Très actif sur le site internet covidurgenceoutremer.com, le professeur Serge Romana demande à la population d’Outre-Mer de « faire confiance aux soignants qui sont des héros ».
Pourquoi avez-vous lancé le site covidurgenceoutremer.com ?
C’est d’abord une réaction de cœur par rapport à la catastrophe sanitaire. Ensuite, il y a eu l’appel des services de réanimation de Guadeloupe et de Martinique qui avaient besoin d’aide. C’est terrible. Puis, il y a eu les images de « déboulé » en Guadeloupe. On savait à ce moment-là que la situation était grave et qu’elle allait s’aggraver. Il y a des paroles qui sont criminels chez nous. Je suis en guerre contre cela. Nous avons lancé un appel à la vaccination qui a été signé au départ par 37 personnalités et aujourd’hui nous sommes 850 signataires.
Nous menons des actions d’informations que nous diffusons sur le site internet covidurgenceoutremer.com. Un site très riche où nous répondons à toutes les questions. Nous organisons des webinaires avec des villes de Martinique, de Guadeloupe. On ne va pas transformer la population en médecins, ni en scientifiques. Il faut rétablir l’autorité scientifique pour redonner confiance. Lorsqu’il n’a pas de confiance en crise épidémique comme celle que nous traversons entre la population et ses médecins, c’est une catastrophe.
Quelle est l’efficacité réelle de l’injection contre la Covid-19 ?

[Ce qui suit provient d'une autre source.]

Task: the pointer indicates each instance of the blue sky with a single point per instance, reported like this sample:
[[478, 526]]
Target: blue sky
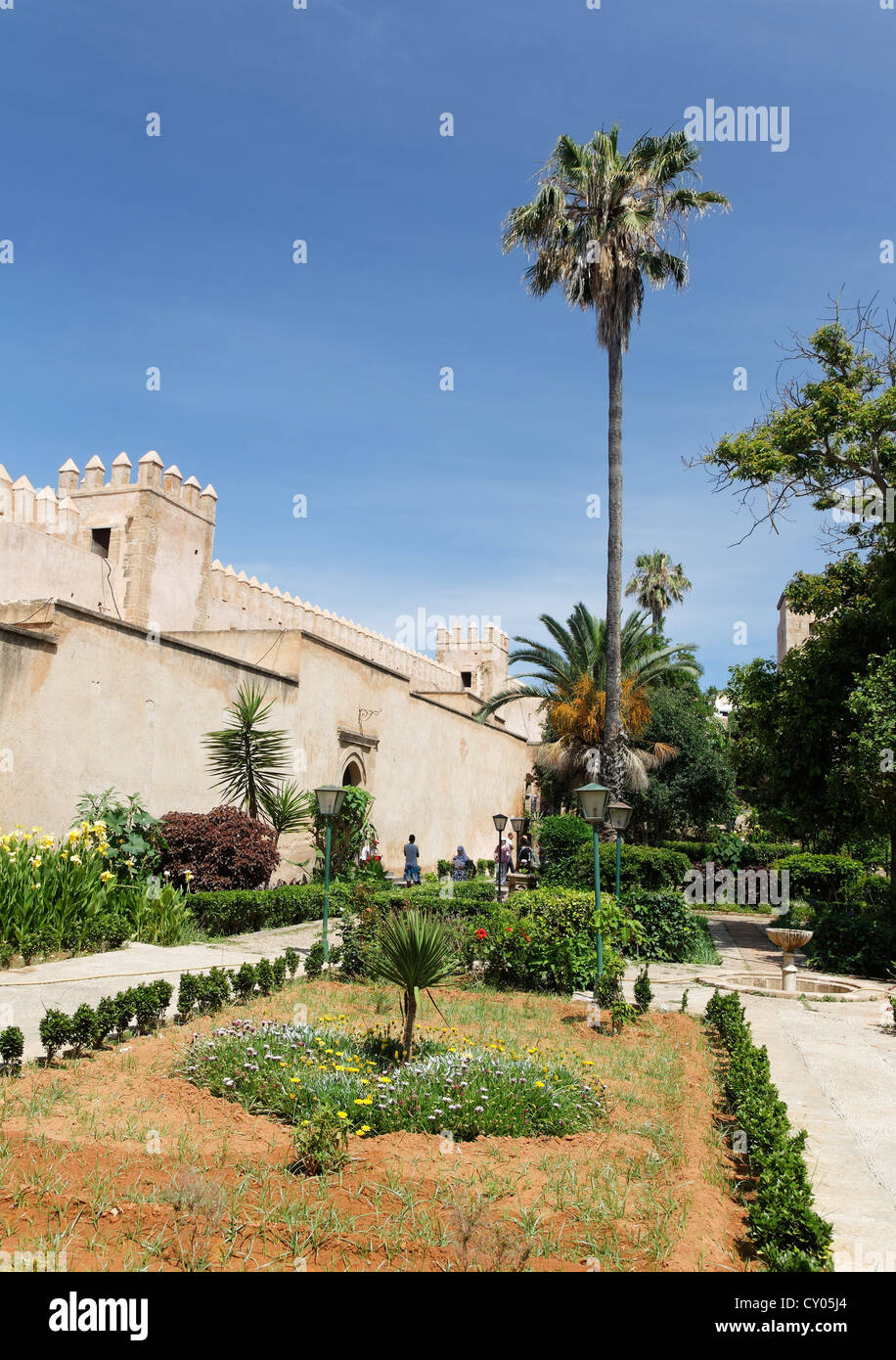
[[323, 380]]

Un exemple. Si on prend 100 personnes malades de la Covid. Le vaccin va en protéger 95 et 5 seront malades. Avec le variant Delta qui est beaucoup plus fort, on va protéger 88 % des malades de la forme grave. Ces personnes n’iront pas à l’hôpital, ni en réanimation.
En Martinique, on observe une épidémie de non vaccinés. Les chiffres du mois d’août montrent qu’il n’y a pas de vaccinés hospitalisés, ni en réanimation, ni qui sont décédés. En Guadeloupe, il y en a quelques-uns. Mais, ils présentent des comorbidités très importantes. Donc, le vaccin est efficace. Pour stopper la pandémie, la solution, c’est la vaccination. L’ARN messager reste difficile à comprendre. Il est très difficile de se rendre compte qu’on est dans une révolution.
La violence de cette crise laisse aussi des traces au sein de la population antillaise…
Les gens pensent qu’on est des vendus. Moi, c’est quelque chose qui m’a beaucoup touché. Certains, parce qu’ils s’opposent au gouvernement, disent qu’il existe des médicaments contre la Covid et que, volontairement, on n’a pas voulu soigner les Guadeloupéens et les Martiniquais. Il n’y a pas de traitements. Les études scientifiques, lorsqu’elles sont bien faites, ne démontrent pas les avantages de l’azithromycine ou de la chloroquine. Ce sont les mêmes protocoles qui sont appliqués dans l’Hexagone, parce qu’il n’y a pas de traitement pour l’instant. J’espère qu’il y en aura bientôt. Pour éviter la maladie, la seule prévention, c’est la vaccination. Pour l’immense majorité des maladies infectieuses depuis trois siècles, c’est comme cela. C’est un acquis.
Très honnêtement, je suis très peiné de ce qui se passe. Je ne comprends pas qu’on puisse exploiter un drame où les gens meurent. Il va être très difficile de se relever de cette situation. Les traumatismes qui existent chez les familles, dans nos peuples, on va les mesurer bientôt. Il est terrible de perdre des gens, plusieurs personnes d’une même famille qui décèdent. Surtout, on risque une cinquième vague. Je ne vois pas comment ces deux territoires pourront se relever psychologiquement. Après une telle catastrophe, après avoir été submergés par la quatrième vague. Je suis très inquiet pour nos pays, pour nos peuples.
Je soutiens les personnels soignants. En Guadeloupe et en Martinique, ils sont des héros. Ils sont là et ils tiennent la baraque face à cette catastrophe, avec les médecins généralistes qui assistent les gens chez eux, les spécialistes en ville qui donnent les premiers soins. On est médecin, on est formé pour sauver des vies.